Inspired by a trip to Honolulu Hawaii, Pyroclastic Steam depicts the violent process of the island's formation from molten lava to rock. The ensemble represents the different physical states of matter, moving from liquid to gas to solid. Virtuosic. Colorful. Exciting.
Genre: Percussion Ensemble | # of Players: 13
Level: Medium Difficult | Duration: 7:30
Crotales (2 octaves) & Tam-Tam
Bells & Xylophone
Vibraphone1 & Snare Drum
Vibraphone 2 & Snare Drum
Marimba 1 (4-octave), Very Small Triangle, Garden Weasel
Marimba 2 (4.5-octave), Medium Triangle, Nutshell Shaker
Marimba 3 (5-octave), Large Triangle, Suspended Cymbal
Marimba 4 (5-octave), Very Large Triangle, China Cymbal
Timpani (4 drums), Bird Whistle
Percussion 1: Chimes, Ocean Drum, Lion's Roar, Tam-Tam
Percussion 2: Marching Bass Drum, Concert Bass Drum, Finger Cymbals, Rainstick, Ribbon Crasher, Bird Call
Percussion 3: Tam-Tam, Suspended Cymbal, Log Drum (4 pitches), Snare Drum
Percussion 4: China Cymbal, Sizzle Cymbal, Suspended Cymbal, Echo Chimes, 4 Concert Toms, Shekere, Rainstick
Pyroclastic Steam was inspired by a 2012 trip to teach percussion at Kamehameha Schools in Honolulu, Hawaii. The beauty of the islands along with their seemingly improbable and precarious location in the middle of the Pacific sparked my interest in the volcanic origin of the islands, and in volcanoes in general. The piece is composed of four parts: Eruption, Aftermath, Synthesis, and Epilogue. In the first three sections, the music depicts the violent process of the islands’ formation from molten lava to rock. The ensemble represents the different physical states of matter, moving from liquid to gas to solid.

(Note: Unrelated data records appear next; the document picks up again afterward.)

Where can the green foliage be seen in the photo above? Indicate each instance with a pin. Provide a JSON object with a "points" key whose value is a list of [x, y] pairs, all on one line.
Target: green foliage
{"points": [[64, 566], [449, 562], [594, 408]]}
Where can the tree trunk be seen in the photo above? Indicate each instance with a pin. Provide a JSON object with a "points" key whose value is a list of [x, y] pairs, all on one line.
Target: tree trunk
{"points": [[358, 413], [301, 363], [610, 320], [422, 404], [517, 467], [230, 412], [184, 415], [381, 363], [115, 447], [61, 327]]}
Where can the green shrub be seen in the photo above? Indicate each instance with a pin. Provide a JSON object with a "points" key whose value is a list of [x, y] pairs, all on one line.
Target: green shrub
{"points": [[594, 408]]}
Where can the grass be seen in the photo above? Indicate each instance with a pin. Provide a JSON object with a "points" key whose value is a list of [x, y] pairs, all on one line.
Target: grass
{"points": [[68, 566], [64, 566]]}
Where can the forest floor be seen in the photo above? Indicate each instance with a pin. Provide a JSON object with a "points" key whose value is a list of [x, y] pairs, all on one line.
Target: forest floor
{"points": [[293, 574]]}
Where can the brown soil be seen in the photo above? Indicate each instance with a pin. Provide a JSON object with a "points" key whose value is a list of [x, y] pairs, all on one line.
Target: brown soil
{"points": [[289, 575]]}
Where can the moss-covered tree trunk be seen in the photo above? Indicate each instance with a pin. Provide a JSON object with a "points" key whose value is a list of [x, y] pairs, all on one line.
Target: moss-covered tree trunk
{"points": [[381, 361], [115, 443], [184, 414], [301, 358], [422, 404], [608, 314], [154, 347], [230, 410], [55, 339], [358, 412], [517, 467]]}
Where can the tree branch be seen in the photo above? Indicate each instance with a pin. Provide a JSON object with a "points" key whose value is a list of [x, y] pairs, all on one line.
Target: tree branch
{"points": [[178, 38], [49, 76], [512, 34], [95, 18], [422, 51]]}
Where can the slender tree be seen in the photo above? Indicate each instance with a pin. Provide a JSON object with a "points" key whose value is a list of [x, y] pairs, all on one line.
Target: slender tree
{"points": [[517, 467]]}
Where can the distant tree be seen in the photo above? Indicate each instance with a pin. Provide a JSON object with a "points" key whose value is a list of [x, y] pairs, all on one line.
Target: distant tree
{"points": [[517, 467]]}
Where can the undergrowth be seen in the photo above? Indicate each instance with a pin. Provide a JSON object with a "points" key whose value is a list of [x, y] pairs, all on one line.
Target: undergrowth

While the first three parts are set in the distant past before anyone inhabited the islands, the Epilogue is set in present day, and is based on a very specific memory I have of my time there. Before each meal the students would gather to sing the doxology in Hawaiian outside of their cafeteria (which happened to be perched on top of a mountain). As I looked out at the island and listened to the austere beauty of their music, it seemed that our surroundings (the ocean, trees, and some nearby birds) were singing along with them. Standing on rock that was once fire, I was struck by the beauty of the present moment, all made possible by some of the most violent forces of nature imaginable.
Pyroclastic Steam was commissioned by Russell Ratterree and the Wylie Percussion Ensemble for their showcase concert at the 2012 Percussive Arts Society International Convention.